Neo-Pandemic: Black Fungus


This recent fungal outbreak has taken the entire country by consternation. The Black Fungus is caused by a multitude of mould species, which all belong to the same family. Collectively, all these species constitute the Mucormycetes fungi and hence, its called as Mucormycosis.

These moulds are usually present in air and moist surfaces. They are relatively harmless. However, in certain high risk cases, it may transform its course to a fatality.

  • Uncontrolled Diabetes
  • Organ or Stem cell transplant
  • Carcinomas
  • Weak Immune System
  • Patients on long term or heavy doses of steroids and antibiotics
  • Persistent neutropenia (presence of longstanding infections)
  • Iron overload
  • IV drug use

Infection Spread

The infection spreads through inhalation, ingestion or inoculation of fungal spores.
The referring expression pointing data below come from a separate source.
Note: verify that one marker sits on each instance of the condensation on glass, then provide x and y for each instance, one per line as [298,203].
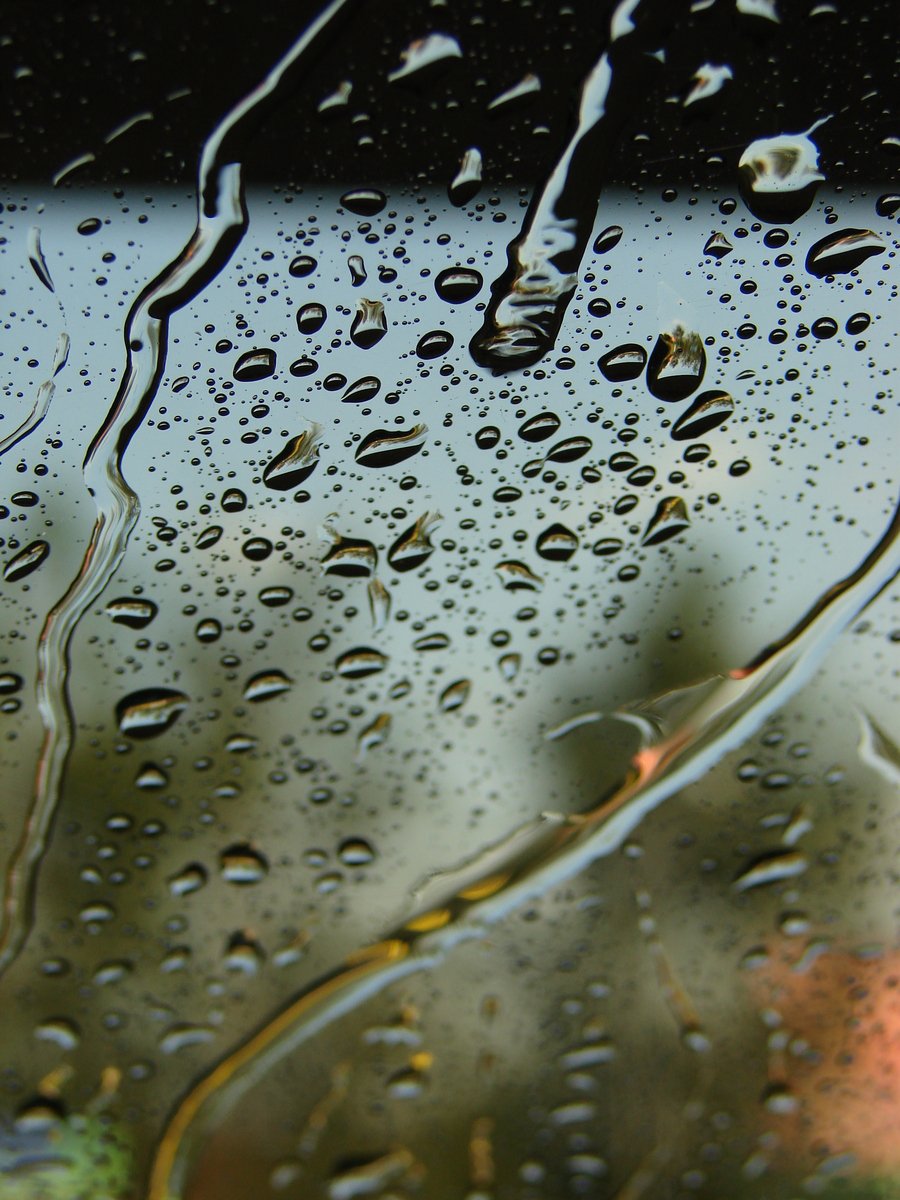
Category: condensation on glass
[449,625]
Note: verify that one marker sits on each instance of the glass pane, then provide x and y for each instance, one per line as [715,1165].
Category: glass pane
[449,550]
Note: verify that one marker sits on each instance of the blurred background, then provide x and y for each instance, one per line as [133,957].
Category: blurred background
[381,604]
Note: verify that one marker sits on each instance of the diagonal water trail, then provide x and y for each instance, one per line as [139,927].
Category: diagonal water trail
[541,855]
[529,299]
[221,222]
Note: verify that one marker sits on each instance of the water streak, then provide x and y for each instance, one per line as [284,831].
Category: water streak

The infection presents itself in five basic types: sinuses and brain, lungs, digestive tract, skin and disseminated. The various presentations of the disease may present itself as:

Abdominal, Sinuses & Pulmonary


Nasal Discharge and congestion

Cough & Dyspnoea

Chest Pain

Abdominal Pain

Nausea & Vomiting

Cutaneous & Ocular

Unilateral facial swelling

Cutaneous black coloured lesions

Black lesions on the hard palate

Visual disturbance

Drainage of black pus from eyes

Infection Diagnosis

The diagnosis of the infection is usually based on clinical features. However, a definitive diagnosis can only be based on a histopathological or positive culture testing. Radiological advancements have little value in detecting the infection. CT Scans are of value in diagnosis of pulmonary involvement, but cannot be relied upon to diagnose the Rhino-cerebral involvement. The latter can be better detected through an MRI scan.

It is believed that the outbreak is caused due to the contaminated nasal swabs used during RT-PCR testing. Experts report that about 60% patients who contracted the infection, did not receive steroids or oxygen therapy during Covid treatment.

Trends in the US and UK also report that even after receiving high doses of steroids and oxygen, the Covid patients did not contract the black fungus. This can be explained on the basis that the nasal swabs used there are highly sterilised using gamma radiations, however, there is no quality control over the swab production in India.

Why does the fungi spread rapidly in Covid 19 patients?

1. Patients receive high doses of steroids and oxygen therapy

2. They have a weak immune system

3. Medications used for Covid infection pushes up the sugar levels in diabetic and non-diabetic individuals


The best possible way to beat the fungus is to keep yourself protected form contracting it at all. Prevention doesn’t even require much, just maintenance of cleanliness and usage of sterile eqipments.

  • Keep away from damp and dusty places (people who have recently recovered from COVID 19 infection)
  • Patients who have recently recovered from the disease, should try and cover their hands and feet and wear a three ply mask.
  • Regular use of mouth wash
  • Disinfection of toothbrushes and tongue cleaners everyday with antiseptic mouthwashes.

Treatment Protocol

A. Reversal of the underlying disease The aim is to prevent or reverse the underlying defect in the host’s defence.

Patients receiving immunosuppressive drugs (Corticosteroids), need a dose reduction and if possible, aggressive termination of the medication.

Rapid restoration of Euglycemia and maintanance of normal acid-base balance in diabetic individuals.

Minimising blood transfusions to prevent iron overload.

B. Surgical Intervention Thrombosis of blood vessels leads to tissue necrosis, which ultimately leads to impenetrability of the anti fungal agents to site of necrosis. The mainstay of therapy involves surgical debridement of the necrotic tissue.

C. Antifungal Therapy Polyenes are considered the gold standard of pharmacotherapy for Mucormycosis. Liposomal Amphotericin B (L-AmB) is less nephrotoxic as compared to the non lipid counterparts and has shown better survival rates (67%) as compared to 39% with non lipid preparations. Maximum permissible dosage for L-AmB is 3-10mg/kg/day.

Amphotericin B is not fungicidal and therefore, patients receiving this medication need to be on Azole or Sulphonamide therapy to prevent relapse.

Adjunctive Immune therapy involves the co administration of recombinant granulocyte colony stimulating factor (rG-CSF) or recombinant Interferon gamma (rIFN gamma), along with L-AmB.

Mucormycosis, is the new outbreak in the country, that could have been prevented by following proper hygiene standards. Proper sanitisation protocols ensure a clean fungus free substrate that is unsuitable to harbour the vast array of fungal species.